2020-05-12 02:09:59,897 [WARNING] modulus.export._tensorrt: Calibration file /workspace/tlt-experiments/yolo/export/cal.bin exists but is being ignored.
[TensorRT] INFO: Writing Calibration Cache for calibrator: TRT-7000-EntropyCalibration2
2020-05-12 02:09:59,897 [INFO] modulus.export._tensorrt: Saving calibration cache (size 9237) to /workspace/tlt-experiments/yolo/export/cal.bin
[TensorRT] WARNING: Rejecting int8 implementation of layer BatchedNMS due to missing int8 scales, will choose a non-int8 implementation.
[TensorRT] INFO: Detected 1 inputs and 4 output network tensors.

I am fresh new to TLT and TensorRT, so is there any idea what is going on and any potential solution? I google-searched several forums but noting related to TLT version 2.

I appreciate your help! Thanks!

Morganh · May 12, 2020, 3:13am

As shown in the last cell of yolo notebook, please re-run again.

Note: If you see an error can not find BatchedNMS or None type is not iterable in running the cell below. Please re-run the tlt-converter cell. This usually means the engine is not built successfully.

wdw0908 · May 12, 2020, 3:38am

Hi Morgan,

Thanks for your reply. Actually, my issues is in generating int8 cache with tlt-export, rather than tlt-infer or tlt-converter, especially in the cell showing:

[TensorRT] WARNING: Rejecting int8 implementation of layer BatchedNMS due to missing int8 scales, will choose a non-int8 implementation.

I did not meet any issue in running tlt-converter and tlt-infer with trt engine.

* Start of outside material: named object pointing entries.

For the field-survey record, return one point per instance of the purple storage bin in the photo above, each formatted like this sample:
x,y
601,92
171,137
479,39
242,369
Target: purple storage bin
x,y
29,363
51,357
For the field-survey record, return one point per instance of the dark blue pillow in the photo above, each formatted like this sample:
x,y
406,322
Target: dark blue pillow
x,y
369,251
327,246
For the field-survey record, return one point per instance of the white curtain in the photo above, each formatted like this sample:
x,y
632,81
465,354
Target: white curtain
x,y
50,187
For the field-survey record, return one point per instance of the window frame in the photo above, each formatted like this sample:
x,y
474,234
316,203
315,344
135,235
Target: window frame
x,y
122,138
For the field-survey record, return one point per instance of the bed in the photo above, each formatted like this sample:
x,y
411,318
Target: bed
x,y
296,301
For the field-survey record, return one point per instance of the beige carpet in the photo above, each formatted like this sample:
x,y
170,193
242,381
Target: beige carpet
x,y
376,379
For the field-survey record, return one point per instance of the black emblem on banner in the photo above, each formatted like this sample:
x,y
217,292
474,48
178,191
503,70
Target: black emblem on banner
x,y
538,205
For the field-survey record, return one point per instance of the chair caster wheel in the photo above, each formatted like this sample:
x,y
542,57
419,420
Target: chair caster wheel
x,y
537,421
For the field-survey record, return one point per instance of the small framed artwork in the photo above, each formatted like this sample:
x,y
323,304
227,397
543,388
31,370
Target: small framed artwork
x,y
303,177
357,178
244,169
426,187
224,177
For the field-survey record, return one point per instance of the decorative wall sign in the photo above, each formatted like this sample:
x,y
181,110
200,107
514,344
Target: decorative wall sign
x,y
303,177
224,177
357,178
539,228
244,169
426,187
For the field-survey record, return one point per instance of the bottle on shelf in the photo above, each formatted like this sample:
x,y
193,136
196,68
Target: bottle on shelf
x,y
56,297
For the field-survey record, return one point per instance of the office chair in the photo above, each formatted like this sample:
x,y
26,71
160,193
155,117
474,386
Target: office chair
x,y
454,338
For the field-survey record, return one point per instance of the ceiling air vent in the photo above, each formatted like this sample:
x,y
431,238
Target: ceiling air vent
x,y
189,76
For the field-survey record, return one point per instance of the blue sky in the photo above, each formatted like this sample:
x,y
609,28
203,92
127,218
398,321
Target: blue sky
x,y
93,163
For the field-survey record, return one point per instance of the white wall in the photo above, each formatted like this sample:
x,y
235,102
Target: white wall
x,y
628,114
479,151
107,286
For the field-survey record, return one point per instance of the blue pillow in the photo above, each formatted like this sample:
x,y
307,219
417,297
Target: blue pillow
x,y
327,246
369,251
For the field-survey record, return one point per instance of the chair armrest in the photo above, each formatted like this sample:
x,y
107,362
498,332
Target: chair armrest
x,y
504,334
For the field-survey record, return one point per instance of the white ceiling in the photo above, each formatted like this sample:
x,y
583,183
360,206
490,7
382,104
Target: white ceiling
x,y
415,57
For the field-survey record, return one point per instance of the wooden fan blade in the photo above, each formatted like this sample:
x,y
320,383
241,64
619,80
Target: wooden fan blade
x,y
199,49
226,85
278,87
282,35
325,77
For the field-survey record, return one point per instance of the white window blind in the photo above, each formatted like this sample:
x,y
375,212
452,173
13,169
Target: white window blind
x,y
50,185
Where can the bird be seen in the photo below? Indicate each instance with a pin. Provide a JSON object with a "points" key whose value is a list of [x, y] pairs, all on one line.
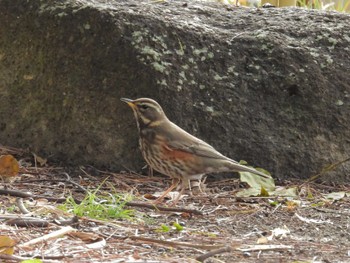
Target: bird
{"points": [[172, 151]]}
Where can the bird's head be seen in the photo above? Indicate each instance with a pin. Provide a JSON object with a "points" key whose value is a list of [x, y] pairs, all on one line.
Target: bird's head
{"points": [[147, 112]]}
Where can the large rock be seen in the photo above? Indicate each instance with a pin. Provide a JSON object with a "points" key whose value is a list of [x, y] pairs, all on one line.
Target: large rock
{"points": [[270, 86]]}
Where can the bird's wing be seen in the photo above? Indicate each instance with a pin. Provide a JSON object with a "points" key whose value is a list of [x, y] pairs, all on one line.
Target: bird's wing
{"points": [[186, 142]]}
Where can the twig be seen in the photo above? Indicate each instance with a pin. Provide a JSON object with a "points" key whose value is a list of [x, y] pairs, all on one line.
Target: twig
{"points": [[174, 244], [21, 206], [214, 252], [15, 193], [37, 222], [162, 208], [227, 249], [326, 210], [55, 234], [33, 222]]}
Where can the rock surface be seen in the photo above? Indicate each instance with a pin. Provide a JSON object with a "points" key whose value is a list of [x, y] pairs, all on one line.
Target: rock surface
{"points": [[269, 86]]}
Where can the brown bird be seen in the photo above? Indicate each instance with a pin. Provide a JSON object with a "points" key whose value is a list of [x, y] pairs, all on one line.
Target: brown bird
{"points": [[172, 151]]}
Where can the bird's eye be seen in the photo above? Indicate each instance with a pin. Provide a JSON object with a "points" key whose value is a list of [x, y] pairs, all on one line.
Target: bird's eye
{"points": [[144, 106]]}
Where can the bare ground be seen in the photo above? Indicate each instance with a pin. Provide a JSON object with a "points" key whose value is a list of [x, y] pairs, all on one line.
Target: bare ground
{"points": [[314, 229]]}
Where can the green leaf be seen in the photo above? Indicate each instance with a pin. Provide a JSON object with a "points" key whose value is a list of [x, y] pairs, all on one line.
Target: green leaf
{"points": [[257, 181], [264, 192], [335, 195], [163, 228]]}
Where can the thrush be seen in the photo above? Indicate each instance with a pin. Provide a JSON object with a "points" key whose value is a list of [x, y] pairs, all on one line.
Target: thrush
{"points": [[172, 151]]}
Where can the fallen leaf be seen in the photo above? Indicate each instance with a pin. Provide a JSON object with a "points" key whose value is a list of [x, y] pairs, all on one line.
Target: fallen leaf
{"points": [[41, 161], [335, 195], [85, 236], [6, 245], [9, 167]]}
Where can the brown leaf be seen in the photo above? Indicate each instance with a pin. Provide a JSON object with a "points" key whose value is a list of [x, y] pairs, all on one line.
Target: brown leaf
{"points": [[6, 245], [9, 167], [85, 236]]}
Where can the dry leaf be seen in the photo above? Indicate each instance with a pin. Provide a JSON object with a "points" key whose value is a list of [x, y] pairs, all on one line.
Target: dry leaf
{"points": [[39, 160], [86, 237], [9, 167], [6, 245]]}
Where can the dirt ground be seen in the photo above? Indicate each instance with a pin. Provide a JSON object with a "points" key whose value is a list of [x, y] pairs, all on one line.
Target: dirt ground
{"points": [[216, 226]]}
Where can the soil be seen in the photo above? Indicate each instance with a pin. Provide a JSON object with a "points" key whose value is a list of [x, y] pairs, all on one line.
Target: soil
{"points": [[312, 228]]}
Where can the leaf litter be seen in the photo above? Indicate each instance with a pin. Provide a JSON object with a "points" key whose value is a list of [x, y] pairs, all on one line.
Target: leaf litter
{"points": [[310, 223]]}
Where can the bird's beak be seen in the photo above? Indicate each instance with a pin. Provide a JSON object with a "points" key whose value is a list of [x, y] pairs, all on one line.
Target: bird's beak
{"points": [[129, 102]]}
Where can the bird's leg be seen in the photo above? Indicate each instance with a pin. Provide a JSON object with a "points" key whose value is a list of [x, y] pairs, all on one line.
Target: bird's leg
{"points": [[184, 183], [175, 183]]}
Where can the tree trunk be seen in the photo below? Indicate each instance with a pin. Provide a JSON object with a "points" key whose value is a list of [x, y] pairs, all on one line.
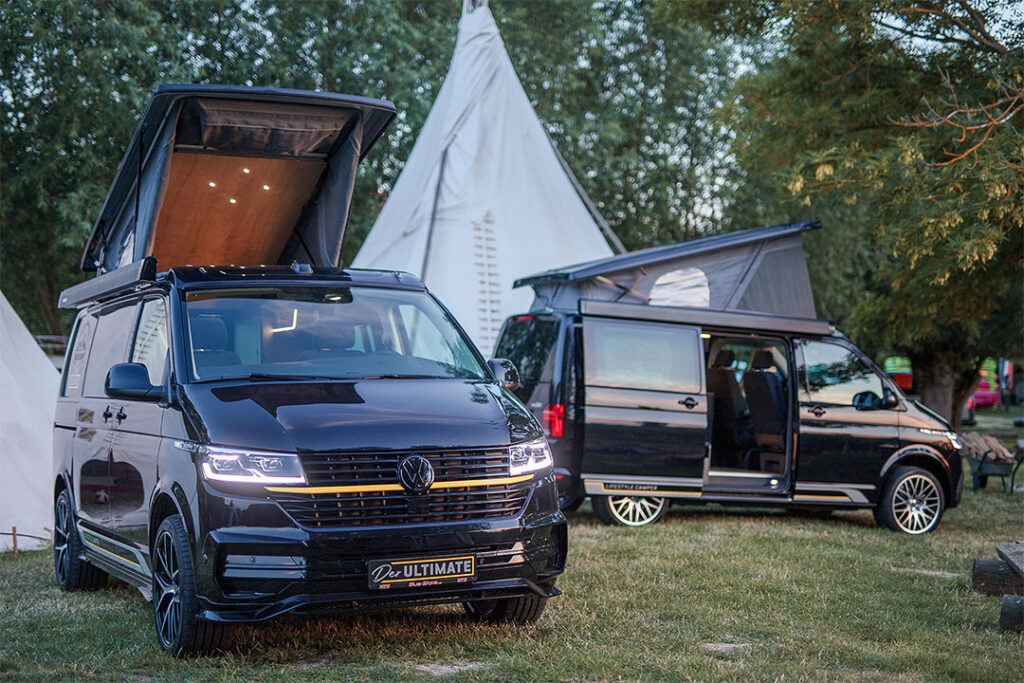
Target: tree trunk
{"points": [[936, 381]]}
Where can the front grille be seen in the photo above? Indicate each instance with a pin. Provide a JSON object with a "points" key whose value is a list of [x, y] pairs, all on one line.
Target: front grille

The result images from yolo_infer_images do not contain bounding boxes and it looks like it failed in the part of int8 calibration.

Morganh · May 12, 2020, 4:37am

For “tlt-infer”, it is not related to etlt model. When run “tlt-infer”, please set tlt model as its input.
So, the int8/fp16/fp32 exporting will not affect tlt-infer result.

wdw0908 · May 12, 2020, 4:59am

Thanks for your explanation. But my issue happens in running the tlt-export to generate calibration cache not tlt-infer, and I am confused by my failure in building int8 implementation only.

Please refer to the warning message: [TensorRT] WARNING: Rejecting int8 implementation of layer BatchedNMS due to missing int8 scales, will choose a non-int8 implementation.

Morganh · May 12, 2020, 5:00am

I am checking it. Will update to you if any findings.

wdw0908 · May 12, 2020, 6:26am

Thank you!

Morganh · May 13, 2020, 3:33am

Hi wdw0908,
You can ignore the warning log. Because BatchTilePlugin need not to have int8 implementation. It is for anchor box. Those are constants.

Actually you already get the correct output file: etlt file and cal.bin file. Please go ahead.